How the falling dollar affects Americans
US consumers' standard of living may drop as they pay more for foreign goods, but demand for American labor will rise, say economists.
New York
The saga of the sagging dollar continues.
All year, the dollar has drooped compared with other major currencies. Last week, after the Federal Reserve reduced interest rates, it fell even further – now at a level not seen since 1997. The Canadian loonie is even stronger – on par with the greenback for the first time in 30 years.
But does a less prestigious portrait of George Washington (on the dollar bill) have any meaning for most Americans?

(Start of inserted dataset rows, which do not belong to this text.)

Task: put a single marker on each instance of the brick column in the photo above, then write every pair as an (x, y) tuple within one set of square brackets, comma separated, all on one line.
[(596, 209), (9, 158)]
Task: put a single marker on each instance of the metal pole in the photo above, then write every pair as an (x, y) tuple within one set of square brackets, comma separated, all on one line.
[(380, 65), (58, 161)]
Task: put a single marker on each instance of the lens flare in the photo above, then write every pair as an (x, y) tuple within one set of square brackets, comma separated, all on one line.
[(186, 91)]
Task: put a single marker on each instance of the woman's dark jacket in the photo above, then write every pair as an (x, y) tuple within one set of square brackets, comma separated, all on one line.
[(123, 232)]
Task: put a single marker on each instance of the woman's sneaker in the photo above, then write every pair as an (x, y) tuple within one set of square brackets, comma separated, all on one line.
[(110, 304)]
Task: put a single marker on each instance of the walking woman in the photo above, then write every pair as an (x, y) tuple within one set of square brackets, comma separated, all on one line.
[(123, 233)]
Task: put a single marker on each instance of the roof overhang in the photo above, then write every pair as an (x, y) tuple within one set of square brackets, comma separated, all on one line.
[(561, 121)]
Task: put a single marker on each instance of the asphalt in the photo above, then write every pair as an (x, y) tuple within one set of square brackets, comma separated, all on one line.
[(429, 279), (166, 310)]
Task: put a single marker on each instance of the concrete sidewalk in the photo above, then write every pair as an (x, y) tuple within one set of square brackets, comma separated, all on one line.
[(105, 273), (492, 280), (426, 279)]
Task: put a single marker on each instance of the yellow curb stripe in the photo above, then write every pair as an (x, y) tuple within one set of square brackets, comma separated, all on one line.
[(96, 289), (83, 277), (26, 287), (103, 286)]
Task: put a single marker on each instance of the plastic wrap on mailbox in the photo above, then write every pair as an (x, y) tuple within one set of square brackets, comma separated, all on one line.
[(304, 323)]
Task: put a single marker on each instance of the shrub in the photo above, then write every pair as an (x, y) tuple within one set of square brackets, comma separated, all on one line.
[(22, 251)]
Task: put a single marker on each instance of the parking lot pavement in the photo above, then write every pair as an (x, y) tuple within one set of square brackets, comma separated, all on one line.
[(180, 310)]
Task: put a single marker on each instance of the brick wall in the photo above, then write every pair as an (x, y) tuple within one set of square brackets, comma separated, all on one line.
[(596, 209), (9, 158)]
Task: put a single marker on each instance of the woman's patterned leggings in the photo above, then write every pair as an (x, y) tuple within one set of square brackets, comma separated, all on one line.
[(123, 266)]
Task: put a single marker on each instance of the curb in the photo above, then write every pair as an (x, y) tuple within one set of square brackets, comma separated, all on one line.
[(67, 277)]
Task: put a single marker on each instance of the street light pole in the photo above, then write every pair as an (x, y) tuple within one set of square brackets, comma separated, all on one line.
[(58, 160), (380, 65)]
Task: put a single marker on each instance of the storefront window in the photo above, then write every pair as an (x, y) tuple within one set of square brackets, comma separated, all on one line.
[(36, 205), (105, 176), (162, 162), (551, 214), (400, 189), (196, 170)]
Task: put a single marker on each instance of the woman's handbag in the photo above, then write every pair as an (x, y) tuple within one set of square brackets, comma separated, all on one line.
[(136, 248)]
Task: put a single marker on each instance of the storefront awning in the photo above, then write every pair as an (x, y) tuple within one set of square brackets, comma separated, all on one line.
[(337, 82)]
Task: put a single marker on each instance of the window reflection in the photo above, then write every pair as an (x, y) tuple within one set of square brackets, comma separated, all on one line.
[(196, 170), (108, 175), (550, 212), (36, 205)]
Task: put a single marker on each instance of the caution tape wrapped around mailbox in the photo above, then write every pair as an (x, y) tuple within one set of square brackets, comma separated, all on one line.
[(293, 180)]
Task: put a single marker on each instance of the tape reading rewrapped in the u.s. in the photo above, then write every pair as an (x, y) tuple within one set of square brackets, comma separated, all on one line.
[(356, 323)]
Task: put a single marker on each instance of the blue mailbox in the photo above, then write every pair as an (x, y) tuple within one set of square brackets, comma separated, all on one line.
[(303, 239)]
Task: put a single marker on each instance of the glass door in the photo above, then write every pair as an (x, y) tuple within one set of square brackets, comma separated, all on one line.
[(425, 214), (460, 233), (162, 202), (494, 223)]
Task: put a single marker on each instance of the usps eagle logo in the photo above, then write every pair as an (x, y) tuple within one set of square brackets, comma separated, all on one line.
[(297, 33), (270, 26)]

Economists say the falling dollar has pluses and minuses for the economy. For consumers who like to buy European automobiles or French cheeses, it means their standard of living will go down as they pay more money for these goods. But for American workers on the assembly lines at places such as Boeing or Caterpillar, it means their employers' products will be more in demand.
"After the pluses and minuses are all netted out, I think the lower-valued dollar is good for the economy," says Mark Zandi, chief economist at Moody's Economy.com. "The growth we're getting from trade is helping to cushion the blow to the economy from housing."
The last time that the buying power of the US dollar was this low was about a decade ago, according to Federal Reserve Board statistics. But the major difference was that the dollar was rebounding from its low point in the mid-1980s when the major industrial nations decided it was overvalued. It was also easier to make changes in the trade numbers because the price of oil ranged from $22 a barrel (in 2006 dollars) to $26 a barrel, and China's exports were tiny. The US trade deficit was about $230 billion.
This time, the dollar has been on the skids for the past five years. The price of oil is about $80 a barrel. The Census bureau reports the trade imbalance with China alone is $141 billion through July.
So far this year, the greenback is down 7.6 percent, including another 2 percent last week after the Fed reduced interest rates by half of a percentage point.
One of the greatest concerns is that a lower-valued dollar will add to the inflation rate, since imports could become more expensive. So far that hasn't shown up in the inflation numbers.
"It will take awhile to build into the system," says Bill Witherell, chief global economist at Cumberland Advisors in Vineland, N.J. "Right now, it's [inflation from imports] within the bounds which permitted the Fed to move."
However, some other economists aren't sure a falling dollar will help improve the trade deficit. They argue that the two major components of the trade deficit – oil and imports from China – are not really affected by the dollar gyrations. In July, the two areas represented 80 percent of America's trade imbalance.
"If you can't adjust imports of oil, and most are priced in dollars, and you can't adjust currencies against Chinese yuan, which is pegged to the dollar, depreciating the dollar does not get you where you want to go," says Peter Morici, an economics professor at the University of Maryland's business school.
Mr. Zandi, however, counters that the rising price of oil will eventually mean that Americans get serious about alternatives or cutting down on consumption. "It's having an impact, but it's just not as noticeable yet," he says.
He believes China's slow appreciation of its currency – about 10 percent in the past two years – will ultimately result in fewer Chinese exports. "It will have a big impact two to four years down the road," he predicts.
Some Federal Reserve watchers are not surprised that chairman Ben Bernanke opted to lower interest rates. Mr. Bernanke is a keen observer of the Great Depression in the 1930s. "In his studies of the Depression, one of his main criticisms is that the US was on the gold standard and did not get off of it," says Axel Merk, president of Merk Hard Currency Fund in Palo Alto, Calif. "Had they been able to lower the value of the dollar, Bernanke argues, "the officials could have reduced the hardship."
Some investors, including Mr. Merk, are skeptical that sacrificing the dollar is beneficial to an individual's pocketbook. Globally, that skepticism has seeped over into the gold market and is one reason the price of gold is now above $732 a troy ounce, a 27-year high. So far this year, gold is up about 15 percent.
"Gold appreciates as the dollar declines," says Merk.
So far the weak dollar has not kept investors from buying stocks, bonds, and real estate. The Dow Jones Industrial Average is up about 10.5 percent year-to-date and the Standard & Poor's 500 index is up 7.1 percent year-to-date.
"You could argue it's a problem if there is a rout of the dollar and it affects stock prices," says Zandi. "But we are not there yet, and as long as the decline is orderly, it is one of the key conduits which helps ease the problem."